For those in the Washington, D.C. area who have not seen it yet, I highly recommend the National Building Museum’s retrospective Eero Saarinen – Shaping the Future. The Museum will hold its final exhibition day for the show this Saturday, August 23rd, before the show moves on to Chicago, Minneapolis, New York, and New Haven over the next year. Saarinen’s work helped define both the American cityscape and the American interior during the all-too-brief period of his activity, and continues to shape how we live and think about buildings today.
About a year ago I formed a pub quiz team with three friends, which met weekly at a bar-restaurant in Adams Morgan. This particular pub quiz was, according to some participants who had played other pub quizzes around town, rather more difficult than most. For every question about Britney Spears or Amy Winehouse, there would be three questions asking about very obscure points of history, science, the arts, etc.

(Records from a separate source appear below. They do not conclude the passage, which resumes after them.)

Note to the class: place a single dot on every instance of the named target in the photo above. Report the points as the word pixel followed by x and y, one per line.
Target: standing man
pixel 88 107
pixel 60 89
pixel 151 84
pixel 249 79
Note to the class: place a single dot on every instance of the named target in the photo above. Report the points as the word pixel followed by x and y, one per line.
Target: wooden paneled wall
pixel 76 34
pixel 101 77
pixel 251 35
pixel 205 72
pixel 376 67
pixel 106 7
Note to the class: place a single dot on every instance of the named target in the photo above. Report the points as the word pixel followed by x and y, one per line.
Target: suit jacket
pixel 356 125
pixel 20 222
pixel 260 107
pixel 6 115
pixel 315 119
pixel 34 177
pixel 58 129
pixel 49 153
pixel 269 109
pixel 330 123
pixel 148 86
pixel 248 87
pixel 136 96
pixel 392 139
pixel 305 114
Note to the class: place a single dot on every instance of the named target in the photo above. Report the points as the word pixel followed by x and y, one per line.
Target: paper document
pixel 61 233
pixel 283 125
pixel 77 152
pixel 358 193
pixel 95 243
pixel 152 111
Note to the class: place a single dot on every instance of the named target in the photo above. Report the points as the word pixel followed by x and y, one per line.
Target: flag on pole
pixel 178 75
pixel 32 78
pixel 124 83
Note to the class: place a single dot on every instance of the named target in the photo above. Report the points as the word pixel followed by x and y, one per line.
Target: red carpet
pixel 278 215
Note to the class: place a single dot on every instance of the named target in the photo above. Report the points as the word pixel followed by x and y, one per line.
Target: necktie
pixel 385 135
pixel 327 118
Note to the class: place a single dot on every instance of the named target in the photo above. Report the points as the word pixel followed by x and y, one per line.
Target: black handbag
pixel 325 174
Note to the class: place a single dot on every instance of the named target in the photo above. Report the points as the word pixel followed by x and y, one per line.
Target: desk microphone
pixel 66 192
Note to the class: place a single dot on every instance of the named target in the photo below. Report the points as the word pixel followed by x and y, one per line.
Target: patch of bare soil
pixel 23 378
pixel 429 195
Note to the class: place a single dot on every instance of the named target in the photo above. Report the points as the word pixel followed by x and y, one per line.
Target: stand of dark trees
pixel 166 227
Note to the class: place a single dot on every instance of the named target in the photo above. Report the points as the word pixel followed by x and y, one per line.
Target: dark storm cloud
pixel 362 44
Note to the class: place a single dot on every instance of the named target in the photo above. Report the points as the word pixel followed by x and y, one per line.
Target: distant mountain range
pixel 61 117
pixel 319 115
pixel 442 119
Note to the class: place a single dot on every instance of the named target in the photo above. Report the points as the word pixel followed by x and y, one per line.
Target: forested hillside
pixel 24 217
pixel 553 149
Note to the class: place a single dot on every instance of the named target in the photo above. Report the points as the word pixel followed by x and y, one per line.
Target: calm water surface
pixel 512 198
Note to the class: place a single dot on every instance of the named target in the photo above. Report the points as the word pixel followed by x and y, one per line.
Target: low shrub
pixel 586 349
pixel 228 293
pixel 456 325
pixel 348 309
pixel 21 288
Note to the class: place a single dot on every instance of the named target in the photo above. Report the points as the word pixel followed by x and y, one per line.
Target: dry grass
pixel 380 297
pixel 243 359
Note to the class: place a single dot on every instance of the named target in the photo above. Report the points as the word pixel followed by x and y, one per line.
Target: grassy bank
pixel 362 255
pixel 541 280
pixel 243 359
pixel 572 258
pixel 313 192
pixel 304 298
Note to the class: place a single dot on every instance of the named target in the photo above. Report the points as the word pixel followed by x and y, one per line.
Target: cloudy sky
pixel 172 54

One part of the pub quiz was a single question worth multiple points, in which the quizmaster would give a clue. The players would then have the chance to answer the question based on that single clue. If the players got the answer right, they received ten points. If they got the answer wrong, they would lose 5 points. If they did not know the answer they could wait for the second clue. If on the second clue they guessed correctly, they could get eight points; if on the third, six, and so on. A wrong answer would always result in a loss of five points.
So the first evening we played, this multi-clued question began “This great Finnish-American architect…” I immediately snatched the answer pad from one of my friends and wrote down “Eero Saarinen” without listening to the rest of the clue, and turned in the answer. It turned out I was correct. And let’s face it: while there are many Finns in America, and many more Finnish-Americans, there can be only one, great Finnish-American architect.
Eero Saarinen had a profound impact on the national consciousness in some of his most famous structures: the Gateway Arch in St. Louis; Dulles International Airport in Washington, D.C.; the TWA terminal at JFK, among others. In addition to his civic and corporate commissions, he also collaborated on interiors with the modernist furniture designer Charles Eames, and came up with his own iconic designs such as the famous pedestal “tulip chair”, still carried by Knoll, its original manufacturer. His influence had a significant influence on other architects as well, and his love of swooping, but simple, design and the colour white probably had something to do with the design of my own parish of St. Stephen’s.
One of the particular joys of this show was the very careful selection of large-scale photographs, since the visitor cannot be taken to the sites being celebrated in the exhibition. This was particularly useful in examining a number of the collegiate chapels and Protestant churches designed by Saarinen, and comparing the variations among them. Their strangely Scandinavian-medieval, yet modern qualities almost make them look like elements from a film set of Ingmar Bergman: dark, heavy and crowded in places, but always filled at their core with a shower of bright light.
In addition, there are several interesting “might have beens” in the show. Saarinen’s design for the National Gallery of Art actually won first place, but was never built. In retrospect, this was a very good thing, since from walking around the model it seems the building was too blank a canvas and could just as easily have been produced, on a smaller scale, as a motel. However, the real pity is that Saarinen’s design for a festival theatre at William & Mary was never built. The elevation provided in the show is exceedingly elegant, featuring a curved central building with a long porte-cochere, embracing a reflecting pool. It puts the viewer in mind of a more gracious, somewhat art-deco version of the Kennedy Center.
Again, the last day of the show is Saturday, August 23rd, and it is HIGHLY recommended.